Stop treating your marketing copy like it's a thesis.
Most people scan brochures, mailers and websites. For those that have the time or attention span to actually read your copy, give them some incentives to do so. Make your headline resonate with them, not you. Leave mini treats on a trail for readers to want to continue on. Remember E.T. and the Reese's Pieces?
Stop thinking of marketing as a formal presentation.
Good marketing presents itself as a friendly handshake, not a lecture. Facts alone rarely sell, but facts woven with a smart, emotive approach works wonders. It should feel like Mom's cooking, even if the content is serious stuff. Believe me, you will have to give your audience incentive to part with their cash. The stodgy, formal technique might have worked as recent as a decade ago, but not in today's Purple Cow pasture. I see many clients struggle over 'this word or that' in a paragraph. If you're using a magnifying glass, chances are you're doing it wrong.
Stop overdoing it.
Quality always beats quantity. Give your audience a reason to listen, call, visit, or click through with one marketing piece, not five. Spend more time brainstorming, listening and studying great ideas and less on banging out content. Further, you must appear comfortable in your messaging. If you blast people with too much information, too many mailers, or e-mails - it feels desperate.

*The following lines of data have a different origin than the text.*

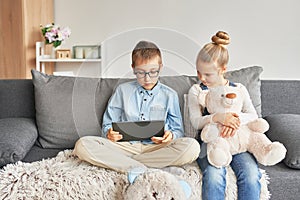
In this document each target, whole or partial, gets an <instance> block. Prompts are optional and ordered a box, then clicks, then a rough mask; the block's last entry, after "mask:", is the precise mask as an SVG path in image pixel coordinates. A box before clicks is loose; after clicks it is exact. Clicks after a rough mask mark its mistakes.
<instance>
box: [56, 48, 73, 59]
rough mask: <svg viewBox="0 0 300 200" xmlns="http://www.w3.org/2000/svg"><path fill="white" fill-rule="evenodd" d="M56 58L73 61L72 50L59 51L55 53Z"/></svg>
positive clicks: (58, 50) (59, 49)
mask: <svg viewBox="0 0 300 200" xmlns="http://www.w3.org/2000/svg"><path fill="white" fill-rule="evenodd" d="M55 58H57V59H71V58H72V57H71V50H70V49H57V50H56V51H55Z"/></svg>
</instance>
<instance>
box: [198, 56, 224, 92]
mask: <svg viewBox="0 0 300 200" xmlns="http://www.w3.org/2000/svg"><path fill="white" fill-rule="evenodd" d="M225 69H226V68H225V67H220V66H218V65H217V63H215V62H211V63H208V62H202V61H199V62H198V63H197V75H198V78H199V80H200V81H201V82H202V83H203V84H204V85H206V86H207V87H216V86H220V85H223V84H224V80H225V79H224V76H223V75H224V73H225Z"/></svg>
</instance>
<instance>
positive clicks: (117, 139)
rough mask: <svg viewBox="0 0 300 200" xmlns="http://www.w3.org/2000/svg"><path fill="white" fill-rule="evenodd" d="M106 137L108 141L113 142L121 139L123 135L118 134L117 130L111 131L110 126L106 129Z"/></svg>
mask: <svg viewBox="0 0 300 200" xmlns="http://www.w3.org/2000/svg"><path fill="white" fill-rule="evenodd" d="M106 137H107V139H109V140H110V141H113V142H117V141H119V140H121V139H122V138H123V135H122V134H120V133H119V132H117V131H113V130H112V128H110V129H108V131H107V136H106Z"/></svg>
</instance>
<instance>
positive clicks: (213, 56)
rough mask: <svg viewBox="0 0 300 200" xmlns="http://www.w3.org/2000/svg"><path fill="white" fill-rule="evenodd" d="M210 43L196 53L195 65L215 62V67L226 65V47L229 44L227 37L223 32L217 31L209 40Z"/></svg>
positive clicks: (227, 55)
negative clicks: (211, 41) (202, 62)
mask: <svg viewBox="0 0 300 200" xmlns="http://www.w3.org/2000/svg"><path fill="white" fill-rule="evenodd" d="M211 40H212V42H211V43H208V44H206V45H205V46H204V47H203V48H202V49H201V50H200V52H199V53H198V56H197V60H196V65H197V66H198V63H199V62H200V61H201V62H207V63H211V62H216V63H217V66H219V67H223V66H225V65H227V63H228V60H229V55H228V51H227V48H226V45H228V44H229V43H230V38H229V35H228V34H227V33H226V32H224V31H218V32H217V33H216V34H215V35H214V36H212V38H211Z"/></svg>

Stop the smoke and mirrors.
Your audience is smart. They know you're a business. They see your motivations. It pays to acknowledge that. You really can't 'trick' someone, because at some point they'll have to reach into their wallet. They know why you're talking to them. Assume that much.
Stop stamp-branding.
Start thinking of branding as emotional assocation only. Throw away the rules and the manufactured stamper. Great brands stand for one or more positive associations for their audience. Do you think that they care if your only attribute is formulaic consistency? They don't. They will feel like a number and that's the worst thing you can do.
Stop underestimating the power of photography, video or icons.
A picture is worth a thousand words. Rinse and repeat.
Stop marketing. Start communicating.